I see three possible outcomes based on which faction was in power:

  1. If the conservatives won they probably would have stayed neutral in the war but supported Germany and Italy. It’s possible Spain may have joined the Axis as a minor ally like Hungary or Romania.
  2. If the socialists won, you’d have had a leftist anti-fascist government in power and they would have supported France against Germany. As a result, Hitler probably would have put them on his enemies list and invaded Spain after France in 1940.
  3. In the unlikely event, the communists took over, they would have followed the Moscow party line. They would have opposed Germany up to the point of the Molotov-Ribbentrop Pact and then declared neutrality. Then when Germany turned on the Soviet Union in 1941, they would have jumped back. An Axis invasion of Spain probably would have resulted.

The Portuguese empire would have been a lot less tempting to the United States. Spain had colonies in the Caribbean and the Pacific - areas where America was already interested in. Portugal’s colonies were in Africa and Asia and America had no major interests in those places.

I wasn’t talking about the other factions on the Republican side, like The POUM or the Anarcho-syndicalists. I was talking about other countries, like France and Great Britain who did nothing to help the Republicans. The only country that helped them was the pariah Soviet Union, so, of course, Communists would be listened to (if they wanted to receive weapons).

The Communists didn’t take over. At the time of Casado’s coup d’etat Spain was a constitutional Democracy with multiple parties, as shaky as it was. The ones who took over were the Fascists.

This shows you totally misunderstand the causes of the military uprising. Conservative resentment because they lost by a narrow margin? Come on!! The military decided to take charge because for years the country had been rife with violence, chaos and disorder and was just getting worse. Not because the results of any election.
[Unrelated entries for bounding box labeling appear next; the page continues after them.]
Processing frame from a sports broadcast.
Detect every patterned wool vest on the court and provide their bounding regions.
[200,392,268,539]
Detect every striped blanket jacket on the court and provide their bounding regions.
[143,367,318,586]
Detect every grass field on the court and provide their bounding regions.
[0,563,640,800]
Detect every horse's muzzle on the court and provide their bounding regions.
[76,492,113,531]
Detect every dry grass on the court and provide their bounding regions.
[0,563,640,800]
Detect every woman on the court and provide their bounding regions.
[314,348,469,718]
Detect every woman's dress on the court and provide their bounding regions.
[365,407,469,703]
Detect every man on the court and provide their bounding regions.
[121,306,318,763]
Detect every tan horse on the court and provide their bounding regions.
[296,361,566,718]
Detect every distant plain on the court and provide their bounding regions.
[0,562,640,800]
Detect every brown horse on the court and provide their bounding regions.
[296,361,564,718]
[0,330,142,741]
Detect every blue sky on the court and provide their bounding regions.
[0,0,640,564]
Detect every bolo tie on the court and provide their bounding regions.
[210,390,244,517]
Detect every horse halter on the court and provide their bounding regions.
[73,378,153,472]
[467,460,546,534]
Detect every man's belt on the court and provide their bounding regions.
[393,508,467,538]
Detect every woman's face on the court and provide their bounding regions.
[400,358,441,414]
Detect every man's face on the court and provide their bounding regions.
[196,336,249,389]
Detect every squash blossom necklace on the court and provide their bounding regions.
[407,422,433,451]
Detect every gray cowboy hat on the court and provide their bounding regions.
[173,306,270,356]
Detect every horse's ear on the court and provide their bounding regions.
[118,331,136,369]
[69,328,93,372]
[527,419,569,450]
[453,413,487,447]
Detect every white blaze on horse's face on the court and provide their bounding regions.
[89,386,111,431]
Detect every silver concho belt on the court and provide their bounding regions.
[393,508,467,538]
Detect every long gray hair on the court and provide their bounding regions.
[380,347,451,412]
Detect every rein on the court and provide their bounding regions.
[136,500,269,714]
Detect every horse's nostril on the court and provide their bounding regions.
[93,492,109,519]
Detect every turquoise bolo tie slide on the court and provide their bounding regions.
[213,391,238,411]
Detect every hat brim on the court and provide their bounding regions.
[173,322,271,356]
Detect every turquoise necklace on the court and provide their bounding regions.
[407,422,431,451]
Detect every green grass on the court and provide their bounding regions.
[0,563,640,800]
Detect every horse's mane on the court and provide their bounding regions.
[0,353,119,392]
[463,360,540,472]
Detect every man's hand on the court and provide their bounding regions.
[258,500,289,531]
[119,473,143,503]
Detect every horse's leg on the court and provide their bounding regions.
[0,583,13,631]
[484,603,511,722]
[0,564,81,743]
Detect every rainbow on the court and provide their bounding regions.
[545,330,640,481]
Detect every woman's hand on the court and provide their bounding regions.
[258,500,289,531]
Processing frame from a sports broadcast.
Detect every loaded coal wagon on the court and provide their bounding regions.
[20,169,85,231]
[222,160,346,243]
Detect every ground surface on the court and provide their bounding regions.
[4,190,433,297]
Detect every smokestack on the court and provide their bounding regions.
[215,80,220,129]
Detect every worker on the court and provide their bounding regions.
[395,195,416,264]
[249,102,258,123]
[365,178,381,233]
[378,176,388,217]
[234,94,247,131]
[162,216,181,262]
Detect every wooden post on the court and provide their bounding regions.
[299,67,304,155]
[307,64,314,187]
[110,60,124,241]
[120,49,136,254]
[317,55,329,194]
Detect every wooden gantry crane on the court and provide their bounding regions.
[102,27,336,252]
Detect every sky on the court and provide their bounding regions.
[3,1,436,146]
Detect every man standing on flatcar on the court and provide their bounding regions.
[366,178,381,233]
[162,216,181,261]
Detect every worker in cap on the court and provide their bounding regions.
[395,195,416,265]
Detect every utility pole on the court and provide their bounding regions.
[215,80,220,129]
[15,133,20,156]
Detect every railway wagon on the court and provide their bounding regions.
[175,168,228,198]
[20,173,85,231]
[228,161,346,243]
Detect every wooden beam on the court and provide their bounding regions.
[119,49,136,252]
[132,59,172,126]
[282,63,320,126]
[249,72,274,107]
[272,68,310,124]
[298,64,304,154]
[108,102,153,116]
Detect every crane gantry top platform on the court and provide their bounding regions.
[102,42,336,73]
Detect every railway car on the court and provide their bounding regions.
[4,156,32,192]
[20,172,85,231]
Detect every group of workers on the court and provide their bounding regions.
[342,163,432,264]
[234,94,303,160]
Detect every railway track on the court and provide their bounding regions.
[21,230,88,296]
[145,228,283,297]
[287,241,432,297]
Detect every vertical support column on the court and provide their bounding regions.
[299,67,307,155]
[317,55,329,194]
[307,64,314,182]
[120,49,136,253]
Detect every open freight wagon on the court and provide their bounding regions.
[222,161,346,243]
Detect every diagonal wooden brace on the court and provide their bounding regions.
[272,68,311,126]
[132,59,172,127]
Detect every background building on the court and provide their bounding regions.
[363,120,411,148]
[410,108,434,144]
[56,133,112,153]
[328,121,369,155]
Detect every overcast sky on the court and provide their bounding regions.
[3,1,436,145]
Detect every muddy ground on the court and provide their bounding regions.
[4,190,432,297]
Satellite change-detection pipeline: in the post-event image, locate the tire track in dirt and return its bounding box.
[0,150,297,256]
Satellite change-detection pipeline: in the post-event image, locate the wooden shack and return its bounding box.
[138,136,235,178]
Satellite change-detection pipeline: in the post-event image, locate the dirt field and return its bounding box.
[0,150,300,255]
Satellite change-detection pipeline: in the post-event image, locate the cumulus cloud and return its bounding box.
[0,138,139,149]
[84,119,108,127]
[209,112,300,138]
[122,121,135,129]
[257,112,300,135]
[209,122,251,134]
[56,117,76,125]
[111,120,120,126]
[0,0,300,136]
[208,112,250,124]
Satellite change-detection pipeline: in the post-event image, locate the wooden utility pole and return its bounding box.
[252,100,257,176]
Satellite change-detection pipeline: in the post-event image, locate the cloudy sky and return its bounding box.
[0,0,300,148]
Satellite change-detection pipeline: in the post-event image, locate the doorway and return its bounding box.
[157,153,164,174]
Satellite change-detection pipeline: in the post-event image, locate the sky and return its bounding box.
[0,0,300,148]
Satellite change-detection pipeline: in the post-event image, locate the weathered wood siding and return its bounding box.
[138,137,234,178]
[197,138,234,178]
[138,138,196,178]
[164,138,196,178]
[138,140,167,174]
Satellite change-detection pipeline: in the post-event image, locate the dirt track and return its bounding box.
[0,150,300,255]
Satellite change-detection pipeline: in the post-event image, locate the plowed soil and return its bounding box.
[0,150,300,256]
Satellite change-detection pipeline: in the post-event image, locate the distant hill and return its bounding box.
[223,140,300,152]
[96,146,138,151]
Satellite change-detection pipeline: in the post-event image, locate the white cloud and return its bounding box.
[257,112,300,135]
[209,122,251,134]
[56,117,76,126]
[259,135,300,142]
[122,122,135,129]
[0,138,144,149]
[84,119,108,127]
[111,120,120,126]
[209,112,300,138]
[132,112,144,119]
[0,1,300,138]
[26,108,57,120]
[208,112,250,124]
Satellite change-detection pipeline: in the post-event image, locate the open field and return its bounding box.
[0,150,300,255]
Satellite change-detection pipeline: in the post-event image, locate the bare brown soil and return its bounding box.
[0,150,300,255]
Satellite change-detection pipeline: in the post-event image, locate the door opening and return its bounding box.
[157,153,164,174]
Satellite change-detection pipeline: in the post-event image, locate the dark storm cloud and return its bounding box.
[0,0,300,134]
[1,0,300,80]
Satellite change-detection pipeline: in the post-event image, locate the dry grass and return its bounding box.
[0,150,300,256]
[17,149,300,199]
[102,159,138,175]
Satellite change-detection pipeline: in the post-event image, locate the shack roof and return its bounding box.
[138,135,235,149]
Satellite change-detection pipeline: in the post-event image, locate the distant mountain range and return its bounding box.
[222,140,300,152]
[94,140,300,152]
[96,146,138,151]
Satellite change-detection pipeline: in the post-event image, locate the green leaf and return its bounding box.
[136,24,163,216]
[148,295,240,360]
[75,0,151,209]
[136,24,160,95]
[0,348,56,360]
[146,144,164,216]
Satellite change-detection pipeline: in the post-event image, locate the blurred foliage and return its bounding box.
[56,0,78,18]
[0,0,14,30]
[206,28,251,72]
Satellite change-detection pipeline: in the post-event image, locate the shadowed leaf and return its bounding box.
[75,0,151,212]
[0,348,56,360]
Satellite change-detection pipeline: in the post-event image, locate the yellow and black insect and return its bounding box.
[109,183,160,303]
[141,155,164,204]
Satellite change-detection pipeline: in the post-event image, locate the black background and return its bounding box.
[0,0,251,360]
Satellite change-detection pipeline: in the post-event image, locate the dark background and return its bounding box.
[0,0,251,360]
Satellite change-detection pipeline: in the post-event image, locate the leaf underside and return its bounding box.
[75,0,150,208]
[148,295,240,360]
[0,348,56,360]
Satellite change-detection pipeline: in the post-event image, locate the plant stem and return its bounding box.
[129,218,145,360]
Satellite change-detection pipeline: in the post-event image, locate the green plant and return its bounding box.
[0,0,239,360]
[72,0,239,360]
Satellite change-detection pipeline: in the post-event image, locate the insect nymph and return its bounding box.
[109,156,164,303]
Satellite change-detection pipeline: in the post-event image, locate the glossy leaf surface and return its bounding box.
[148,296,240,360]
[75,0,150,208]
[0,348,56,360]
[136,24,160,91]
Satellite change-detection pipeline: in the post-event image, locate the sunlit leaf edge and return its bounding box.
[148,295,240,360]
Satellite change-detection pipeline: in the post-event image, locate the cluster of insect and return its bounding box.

Your OP totally misunderstands the problem.

And to call the Republican government a “democracy” only works for very, very, loose definitions of “democracy”. There was violence and absolute insecurity everywhere. The government was not in control. Plus, the government had the power to close newspapers and punish people with fines or prison without any legal process. And they used it. To call that a “democracy” in the modern, usual sense of the word is a joke.

Yeah. There were in fights between different groups and factions. Some of which were the ones behind the uprising.

True, transitional periods when changing a system are always rough. We were hardly the only case. And it was a democracy in any definition, or at least as much as a democracy as any other at the time.

Again, without a civil war, none of that applies.

You make pre-Civil-War Spain look like Somalia is today. I’m sure it was nothing like that.

While probably quite a bit shittier than most other European countries, as usual, at the very least was infinitely better than during and after the Civil War. So if the intent of the Coup was to stop a bad situation, it’s safe to say that it failed miserably.

AIUI, the Communist (that is, Soviet-aligned) faction of the PF government took over during the civil war, and marginalized/suppressed the other factions.

While the Popular Front was a mish-mash of several left-leaning parties, hardly consolidated enough to be aligned with anybody, after the start of the Spanish Civil War there wasn’t a common government to be taken.

There was a certain soviet influence in the PF, but it was hardly a prominent one: Azaña, for instance, was not sympathetic to the cause of communism and if anything he had repressed brutally Communist insurgence in the past.